Table 2.
Clinical actionability in the 31 IDH-wt GBMs of which the Molecular Tumor Board reviewed the results of CGPT.
| No. | ID (in this Cohort) |
CGPT | Diagnosis | Age | Gender | Acctionable Gene Aberration | Therapeutic Agents | Drug Type |
|---|---|---|---|---|---|---|---|---|
| 1 | 58_GBM | F-One | GBM, IDH-wt | 40 | M | BRAF V600E | Dabrafenib/Trametinib | clinical trial |
| 2 | 63_GBM | F-One | GBM, IDH-wt | 62 | F | BRAF V600E | Dabrafenib/Trametinib | clinical trial |
| 3 | 65_GBM | F-One | GBM, IDH-wt | 52 | F | BRAF V600E | Dabrafenib/Trametinib | clinical trial |
| 4 | 71_GBM | F-One | GBM, IDH-wt | 55 | F | FGFR1 K656E | FGFR inhibitor | Investigational drug * |
| 5 | 87_GBM | F-One | GBM, IDH-wt | 59 | M | FGFR3 FGFR3-TACC3 fusion | FGFR inhibitor | Investigational drug * |
| 6 | 101_GBM | F-One | GBM, IDH-wt | 59 | F | MSH6 C694fs*4, MSH6 I795fs*15 | Pembrolizumab | clinical trial * |
| 7 | 111_GBM | F-One | GBM, IDH-wt | 53 | M | FGFR3 FGFR3-TACC3 fusion | FGFR inhibitor | Investigational drug * |
Seven patients could be assigned to at least one clinical trial.
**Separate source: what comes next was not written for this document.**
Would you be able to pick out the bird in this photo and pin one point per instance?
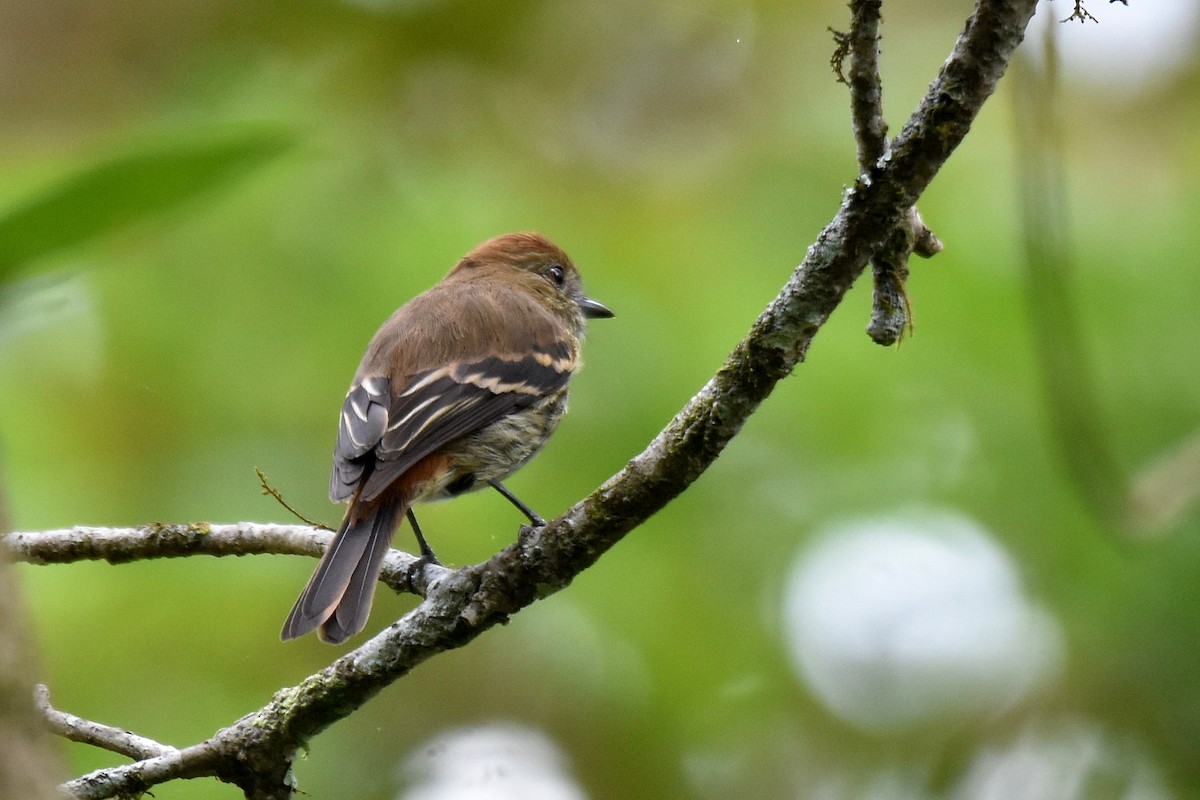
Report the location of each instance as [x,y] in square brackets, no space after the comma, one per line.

Off-label use: use of the therapeutic agent within the coverage of public health insurance that is already approved for other tumors; however, not yet approved for glioma. GBM: glioblastoma, CGPT: comprehensive genomic profiling test, F-One: FoundationOne® CDx Cancer Genomic Profile, wt: wildtype, (*): enrollment in a clinical trial is pending, considering other therapeutic options.